FirstGroup (LON:FGP) announced the departure of Chief Executive Tim O’Toole, after the transportation operator reported substantial losses for the year.
The company reported a £326.9 million pre-tax loss for the year ending March 31, a steep decline from the £152.6 million pre-tax profit reported last year.
Adjusted pre-tax profit totalled at £197 million, down on already pessimistic analyst forecasts of £199 million.
This marked a 4.8 percent plunge from year before, disappointing investors and causing shares to slide on Thursday morning.
“The time is right for me to step aside,” O’Toole said. “Today’s results clear the way for the new approach sought by our chairman and the board.”

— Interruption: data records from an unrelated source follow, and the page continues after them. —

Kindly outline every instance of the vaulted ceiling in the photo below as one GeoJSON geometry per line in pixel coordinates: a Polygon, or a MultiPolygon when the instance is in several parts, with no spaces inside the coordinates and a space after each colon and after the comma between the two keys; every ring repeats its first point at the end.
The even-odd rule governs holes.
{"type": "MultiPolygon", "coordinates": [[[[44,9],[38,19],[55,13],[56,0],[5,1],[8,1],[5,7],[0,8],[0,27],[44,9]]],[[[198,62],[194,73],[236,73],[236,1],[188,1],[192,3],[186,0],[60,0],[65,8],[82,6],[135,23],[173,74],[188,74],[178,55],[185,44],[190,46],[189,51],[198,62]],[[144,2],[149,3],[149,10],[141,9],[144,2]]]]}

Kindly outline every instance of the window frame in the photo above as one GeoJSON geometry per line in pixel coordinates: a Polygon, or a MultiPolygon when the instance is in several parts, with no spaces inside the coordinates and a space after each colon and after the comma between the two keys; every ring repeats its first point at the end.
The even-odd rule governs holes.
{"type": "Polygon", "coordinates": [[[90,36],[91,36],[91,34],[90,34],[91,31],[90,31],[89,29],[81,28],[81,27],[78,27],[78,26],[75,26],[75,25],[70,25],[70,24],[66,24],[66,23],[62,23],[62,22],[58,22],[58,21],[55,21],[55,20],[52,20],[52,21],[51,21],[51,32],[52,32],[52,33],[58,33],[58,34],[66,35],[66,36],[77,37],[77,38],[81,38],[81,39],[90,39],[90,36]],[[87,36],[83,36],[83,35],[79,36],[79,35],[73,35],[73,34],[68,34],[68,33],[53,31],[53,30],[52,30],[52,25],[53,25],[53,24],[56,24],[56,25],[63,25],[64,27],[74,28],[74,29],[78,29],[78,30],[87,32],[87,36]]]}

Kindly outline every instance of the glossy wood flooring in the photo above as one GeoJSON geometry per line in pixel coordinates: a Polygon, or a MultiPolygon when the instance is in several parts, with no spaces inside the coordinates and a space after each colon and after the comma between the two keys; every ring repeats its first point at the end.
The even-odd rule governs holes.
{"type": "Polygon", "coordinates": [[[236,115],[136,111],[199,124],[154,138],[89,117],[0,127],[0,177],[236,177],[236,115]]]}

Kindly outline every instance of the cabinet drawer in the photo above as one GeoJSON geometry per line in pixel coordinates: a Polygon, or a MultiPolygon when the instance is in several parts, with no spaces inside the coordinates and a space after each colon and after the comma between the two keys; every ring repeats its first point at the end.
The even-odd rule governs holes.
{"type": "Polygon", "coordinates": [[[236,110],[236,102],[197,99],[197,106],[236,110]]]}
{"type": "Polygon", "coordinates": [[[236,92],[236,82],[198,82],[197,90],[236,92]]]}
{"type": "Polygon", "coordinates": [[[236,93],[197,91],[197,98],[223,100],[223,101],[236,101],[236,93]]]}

Mr O’Toole has been at the helm of the struggling bus and train operator for eight years.
He is set to be replaced by current chairman, Wolfhart Hauser.
Matthew Gregory, will assume the role of interim chief operating officer as well as chief financial officer.
Mr Hauser said: “This year’s results fell short of our ambitions – we are disappointed that we did not make the further progress we intended based on the trends we saw at the end of the previous financial year.”
The company, which owns Great Western Railway (GWR), is exploring its options and potentially considering a sale of its US bus group GreyHound.
Most recently, the company’s reporting revealed that profits at Greyhound fell 39 percent to £25.5 million, amid increased competition from ultra low-cost airline operators in the US.
Ultimately, Greyhound has struggled to “overcome the structural shift taking place in its long-haul markets, as ultra low-cost airlines significantly increase capacity and extend into new markets”, commented Mr Gregory.
Alongside Great Western Railways and GreyHound, FirstGroup operate London Tram Link, Aircoach, alongside various First services across the UK.
Shares in FirstGroup are currently trading -12.73 percent as of 11.34AM (GMT).